Ingesting it is banned in sports.
 
There's something linked on there called exercise-induced asthma. This might be why you see so many elite athletes with it.

Exercise induced asthma is a very controversial issue in itself. Sports teams, for some reason, uniformly tend to hire doctors on the side of that controversy who believe it is real and very prevalent among endurance athletes. Cynics might suggest that this is because sports teams are more interested in the medication than the complaint.
 
Whatever the truth of the matter is, Froome, Wiggins, team Sky are now permanently tainted by this question of 'cheating' .They'll always have that cloud of suspicion hanging over them. Their achievements have been compromised by this. And there's no turning back from that now.
 
Whatever the truth of the matter is, Froome, Wiggins, team Sky are now permanently tainted by this question of 'cheating' .They'll always have that cloud of suspicion hanging over them. Their achievements have been compromised by this. And there's no turning back from that now.

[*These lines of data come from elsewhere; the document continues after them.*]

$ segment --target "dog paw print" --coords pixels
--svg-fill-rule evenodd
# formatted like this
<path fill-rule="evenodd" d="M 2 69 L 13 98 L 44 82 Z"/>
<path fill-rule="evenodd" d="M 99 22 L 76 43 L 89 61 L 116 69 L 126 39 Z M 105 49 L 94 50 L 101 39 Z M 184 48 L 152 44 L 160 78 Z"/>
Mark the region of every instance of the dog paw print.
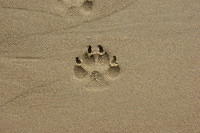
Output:
<path fill-rule="evenodd" d="M 87 90 L 105 90 L 110 80 L 119 74 L 117 57 L 110 57 L 101 45 L 95 48 L 89 45 L 81 57 L 75 58 L 74 75 L 78 79 L 88 79 Z"/>

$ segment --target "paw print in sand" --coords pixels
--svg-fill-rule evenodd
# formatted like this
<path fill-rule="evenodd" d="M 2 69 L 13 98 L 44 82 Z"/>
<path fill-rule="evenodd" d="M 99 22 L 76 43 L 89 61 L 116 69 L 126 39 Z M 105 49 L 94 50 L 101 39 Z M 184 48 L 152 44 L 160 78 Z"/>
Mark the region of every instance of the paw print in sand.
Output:
<path fill-rule="evenodd" d="M 88 79 L 88 83 L 84 86 L 86 90 L 105 90 L 110 80 L 119 74 L 117 57 L 110 57 L 101 45 L 95 48 L 89 45 L 81 57 L 75 58 L 74 75 L 78 79 Z"/>

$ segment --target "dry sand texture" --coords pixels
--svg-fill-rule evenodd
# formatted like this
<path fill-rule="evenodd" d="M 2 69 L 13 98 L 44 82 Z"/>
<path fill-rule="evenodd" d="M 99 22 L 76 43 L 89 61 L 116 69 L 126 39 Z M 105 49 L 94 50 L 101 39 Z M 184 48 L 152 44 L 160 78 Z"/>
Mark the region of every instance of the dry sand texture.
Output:
<path fill-rule="evenodd" d="M 0 0 L 0 133 L 200 133 L 199 0 Z"/>

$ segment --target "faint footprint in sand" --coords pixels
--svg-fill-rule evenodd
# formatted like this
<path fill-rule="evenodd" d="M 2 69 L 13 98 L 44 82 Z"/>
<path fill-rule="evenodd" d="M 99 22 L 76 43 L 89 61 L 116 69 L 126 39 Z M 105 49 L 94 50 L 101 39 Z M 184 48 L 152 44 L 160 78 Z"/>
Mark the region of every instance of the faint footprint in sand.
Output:
<path fill-rule="evenodd" d="M 74 75 L 77 79 L 88 79 L 84 89 L 89 91 L 102 91 L 108 89 L 111 80 L 120 74 L 117 57 L 110 55 L 103 46 L 96 49 L 88 46 L 87 52 L 82 57 L 75 58 Z"/>

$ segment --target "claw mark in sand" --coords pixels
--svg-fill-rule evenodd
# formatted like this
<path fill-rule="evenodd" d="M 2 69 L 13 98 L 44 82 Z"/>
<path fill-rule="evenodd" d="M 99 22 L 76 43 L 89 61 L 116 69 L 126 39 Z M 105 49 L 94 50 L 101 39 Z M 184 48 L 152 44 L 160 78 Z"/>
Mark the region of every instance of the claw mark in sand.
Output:
<path fill-rule="evenodd" d="M 108 89 L 111 80 L 118 77 L 121 70 L 116 56 L 110 57 L 102 45 L 95 48 L 89 45 L 81 58 L 75 57 L 74 75 L 80 80 L 88 79 L 84 86 L 88 91 Z"/>

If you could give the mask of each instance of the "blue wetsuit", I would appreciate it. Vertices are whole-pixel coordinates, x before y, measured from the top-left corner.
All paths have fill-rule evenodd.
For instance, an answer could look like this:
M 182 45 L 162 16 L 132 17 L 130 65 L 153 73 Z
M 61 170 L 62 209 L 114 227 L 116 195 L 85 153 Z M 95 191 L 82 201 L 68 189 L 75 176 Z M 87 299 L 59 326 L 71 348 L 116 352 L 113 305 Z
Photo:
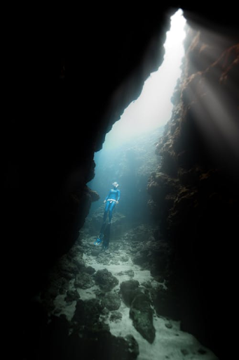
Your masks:
M 104 208 L 104 223 L 105 223 L 107 217 L 107 212 L 109 211 L 109 223 L 111 221 L 112 219 L 112 214 L 113 214 L 113 210 L 114 209 L 114 207 L 116 206 L 116 201 L 118 201 L 121 198 L 121 191 L 119 190 L 117 190 L 116 188 L 111 188 L 108 194 L 108 195 L 106 197 L 104 201 L 106 201 L 106 205 Z

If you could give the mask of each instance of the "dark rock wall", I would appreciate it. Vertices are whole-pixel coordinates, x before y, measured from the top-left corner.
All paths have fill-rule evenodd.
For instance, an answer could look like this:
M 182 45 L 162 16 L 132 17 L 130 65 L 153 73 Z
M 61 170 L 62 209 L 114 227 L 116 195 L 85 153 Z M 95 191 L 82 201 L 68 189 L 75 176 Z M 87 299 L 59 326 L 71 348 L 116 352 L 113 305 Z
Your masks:
M 193 27 L 185 48 L 149 205 L 174 249 L 170 282 L 183 304 L 182 328 L 222 355 L 237 261 L 239 42 Z
M 217 8 L 217 15 L 184 1 L 137 6 L 4 6 L 1 245 L 8 262 L 3 287 L 11 327 L 31 316 L 27 300 L 77 238 L 97 198 L 86 186 L 94 176 L 94 153 L 163 60 L 175 8 L 184 9 L 196 26 L 205 22 L 237 34 L 231 6 Z M 173 192 L 168 195 L 171 203 Z M 234 200 L 224 199 L 232 212 Z M 15 294 L 18 311 L 10 321 Z

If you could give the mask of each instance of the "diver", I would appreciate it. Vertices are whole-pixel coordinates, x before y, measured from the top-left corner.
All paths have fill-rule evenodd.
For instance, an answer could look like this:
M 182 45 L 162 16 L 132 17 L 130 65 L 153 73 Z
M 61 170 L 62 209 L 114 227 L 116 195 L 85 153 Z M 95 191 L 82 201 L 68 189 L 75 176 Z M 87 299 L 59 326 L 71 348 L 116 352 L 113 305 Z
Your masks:
M 97 237 L 97 240 L 95 241 L 94 245 L 100 245 L 104 238 L 103 242 L 103 248 L 107 249 L 109 246 L 109 230 L 110 225 L 111 223 L 113 210 L 116 204 L 118 204 L 118 200 L 121 198 L 121 191 L 118 189 L 119 185 L 116 181 L 114 181 L 113 184 L 113 188 L 109 191 L 109 194 L 106 197 L 104 200 L 104 203 L 105 205 L 104 212 L 103 217 L 103 224 L 101 227 L 100 235 Z M 107 218 L 109 212 L 109 224 L 107 225 Z
M 113 188 L 109 191 L 108 195 L 104 200 L 104 203 L 106 204 L 104 213 L 104 223 L 105 223 L 107 217 L 107 212 L 109 212 L 109 224 L 111 224 L 113 210 L 116 206 L 116 204 L 118 204 L 118 200 L 121 198 L 121 191 L 118 190 L 118 184 L 115 181 L 112 184 Z

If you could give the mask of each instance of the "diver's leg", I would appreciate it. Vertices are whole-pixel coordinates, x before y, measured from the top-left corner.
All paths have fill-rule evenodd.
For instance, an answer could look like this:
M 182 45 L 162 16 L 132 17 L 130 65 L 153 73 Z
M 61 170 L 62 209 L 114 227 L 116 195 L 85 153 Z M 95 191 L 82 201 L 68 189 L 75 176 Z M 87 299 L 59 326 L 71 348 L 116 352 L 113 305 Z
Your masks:
M 107 204 L 106 204 L 105 208 L 104 208 L 104 217 L 103 217 L 103 222 L 104 222 L 104 224 L 107 221 L 107 212 L 108 212 L 108 210 L 109 210 L 109 205 L 110 205 L 109 201 L 107 201 Z

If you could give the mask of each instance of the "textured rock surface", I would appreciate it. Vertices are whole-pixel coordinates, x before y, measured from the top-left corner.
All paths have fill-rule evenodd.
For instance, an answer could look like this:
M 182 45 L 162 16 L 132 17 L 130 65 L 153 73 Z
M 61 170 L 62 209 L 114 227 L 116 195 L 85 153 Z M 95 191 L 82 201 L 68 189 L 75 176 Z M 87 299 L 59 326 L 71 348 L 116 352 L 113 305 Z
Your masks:
M 156 148 L 161 163 L 148 183 L 151 213 L 174 248 L 171 286 L 184 304 L 182 328 L 221 352 L 226 323 L 218 314 L 233 297 L 239 219 L 238 46 L 188 31 L 172 117 Z M 224 281 L 230 295 L 221 293 Z
M 200 3 L 189 6 L 182 1 L 181 6 L 196 29 L 204 25 L 222 34 L 238 36 L 238 13 L 233 6 L 217 6 L 216 13 L 215 9 Z M 11 327 L 13 319 L 8 317 L 15 307 L 15 293 L 21 294 L 18 323 L 31 323 L 32 296 L 41 288 L 56 259 L 75 243 L 88 213 L 93 196 L 86 184 L 94 176 L 94 152 L 100 148 L 111 124 L 138 96 L 148 75 L 163 60 L 163 44 L 170 15 L 174 12 L 169 4 L 161 4 L 156 11 L 152 11 L 155 4 L 150 2 L 138 6 L 137 16 L 136 9 L 130 9 L 128 5 L 119 6 L 110 16 L 107 5 L 107 8 L 102 4 L 100 6 L 87 8 L 86 3 L 80 13 L 71 8 L 67 14 L 65 4 L 57 6 L 52 13 L 43 6 L 41 10 L 32 8 L 29 16 L 29 8 L 20 4 L 19 8 L 5 12 L 9 27 L 3 44 L 6 80 L 4 103 L 7 110 L 2 129 L 2 250 L 11 259 L 9 276 L 15 278 L 17 274 L 19 279 L 14 288 L 8 277 L 4 283 L 8 294 L 6 322 Z M 231 68 L 221 73 L 225 86 L 229 84 Z M 180 148 L 180 143 L 177 145 Z M 190 162 L 189 153 L 190 150 L 181 153 L 179 160 L 182 164 Z M 170 158 L 174 163 L 176 159 Z M 207 172 L 207 168 L 204 169 Z M 184 173 L 182 177 L 189 179 Z M 197 172 L 192 172 L 191 176 L 196 176 Z M 228 188 L 230 186 L 226 186 L 224 194 Z M 170 195 L 168 206 L 173 196 Z M 222 198 L 216 194 L 216 199 L 219 204 L 226 204 L 227 218 L 233 218 L 237 208 L 234 191 Z M 207 206 L 207 201 L 205 205 Z M 223 224 L 224 219 L 220 214 L 217 217 L 218 212 L 214 222 Z M 234 222 L 237 224 L 235 216 Z M 224 229 L 225 239 L 234 238 L 230 230 L 228 235 Z M 220 274 L 219 278 L 221 276 Z M 214 284 L 212 278 L 211 283 Z M 215 284 L 215 288 L 219 285 Z M 39 321 L 40 328 L 39 314 L 35 309 L 35 322 Z M 60 342 L 60 331 L 57 335 Z M 19 336 L 18 333 L 16 338 Z M 30 342 L 22 338 L 21 347 Z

The most interesting part about it is that in neither case has strong evidence emerged implying use of traditional rocket fuel. We aren't talking about the kind of taint that comes with, say, a former team soigneur saying they administered testosterone or EPO, the athlete denying it, but everyone knowing the score. Instead what has emerged in both cases is evidence that substances which are in some circumstances legal are being used by the team in ways that they are not supposed to be used.

It sounds counterintuitive, but a case could be made that they wouldn't need to be pushing the boundaries of the permissible with corticosteroids, salbutamol and the like quite so hard if they were doing the old school EPO/blood bag shuffle.